Durante mi adolescencia, desde los doce a los quince años, recorrí este
pasillo de la plaza a la salida de mi colegio secundario de lunes a viernes, de
marzo a diciembre. A esa hoja de ruta hay que sumarle las visitas a amigas que
por entonces vivían en casa de sus padres a unas pocas cuadras del colegio. En
el centro de la plaza siempre observaba nuestro paso y escuchaba nuestros
chistes Vicente López y Planes, quien debe haber tenido otros planes además de
inmortalizarse con la composición del Himno nacional.

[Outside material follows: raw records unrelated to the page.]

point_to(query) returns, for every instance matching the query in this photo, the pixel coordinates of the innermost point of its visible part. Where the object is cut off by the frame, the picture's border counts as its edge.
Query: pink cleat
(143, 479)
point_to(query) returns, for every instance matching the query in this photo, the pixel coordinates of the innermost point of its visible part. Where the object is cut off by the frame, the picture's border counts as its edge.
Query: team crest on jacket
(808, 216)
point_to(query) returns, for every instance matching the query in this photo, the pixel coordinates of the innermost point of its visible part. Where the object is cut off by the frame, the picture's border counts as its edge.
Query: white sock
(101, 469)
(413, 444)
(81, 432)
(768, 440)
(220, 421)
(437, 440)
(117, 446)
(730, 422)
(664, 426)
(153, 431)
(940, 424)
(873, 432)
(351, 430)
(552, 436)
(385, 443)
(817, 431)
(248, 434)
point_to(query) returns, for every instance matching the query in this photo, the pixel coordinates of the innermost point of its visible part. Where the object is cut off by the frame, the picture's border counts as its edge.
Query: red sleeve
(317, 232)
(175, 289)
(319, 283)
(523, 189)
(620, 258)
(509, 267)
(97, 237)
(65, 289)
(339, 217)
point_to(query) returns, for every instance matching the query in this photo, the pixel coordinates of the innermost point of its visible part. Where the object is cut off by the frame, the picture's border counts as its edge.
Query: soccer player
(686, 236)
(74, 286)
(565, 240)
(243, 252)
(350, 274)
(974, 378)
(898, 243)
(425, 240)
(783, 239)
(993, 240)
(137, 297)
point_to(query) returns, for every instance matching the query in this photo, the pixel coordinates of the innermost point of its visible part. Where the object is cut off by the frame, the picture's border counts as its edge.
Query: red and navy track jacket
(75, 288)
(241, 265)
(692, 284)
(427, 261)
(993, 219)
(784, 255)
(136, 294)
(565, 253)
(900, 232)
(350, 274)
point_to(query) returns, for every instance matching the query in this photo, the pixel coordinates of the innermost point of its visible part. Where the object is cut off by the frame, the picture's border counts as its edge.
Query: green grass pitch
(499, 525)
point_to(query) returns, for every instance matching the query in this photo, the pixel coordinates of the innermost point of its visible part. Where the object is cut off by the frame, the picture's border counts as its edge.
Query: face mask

La elevación sobre la que construyeron el monumento estaba rodeada de
gruesas cadenas, como aquellas que menciona el himno y el sitio ofició de punto
de encuentro para planificadas rabonas y guitarreadas con las canciones que
acabábamos de aprender de Sui Géneris, Spinetta, Moris, Pedro y Pablo. La vida
era por entonces un desierto infinito. No imaginábamos que nos esperase un
servicio militar obligatorio ni una guerra contra el país donde nacieron Los
Beatles. Nuestra rebeldía era tan natural como la explosión de hormonas y las
grandes pasiones.
Vicente López sigue allí: aburrido, mirando en la misma dirección, con
la misma expresión de los años setenta cuando lo conocí. Nosotros cambiamos.
Nos cayeron encima algo más que las lluvias, los inviernos y los veranos.
Quedamos unos pocos conservando con la robustez e hidalguía de Vicente
López la idea de construir un mundo mejor. Unos partieron antes. Mi amigo de la
infancia Chelo, quien recorrió conmigo este pasillo, se despidió a dos cuadras
de la plaza. Otros se encandilaron con los ojos de otros próceres impresos en
los billetes y olvidaron este camino para siempre.
Yo, que por entonces comenzaba a ensayar mis primeras rimas, aquí estoy, transitando la plaza y las palabras en un texto que quizás publique.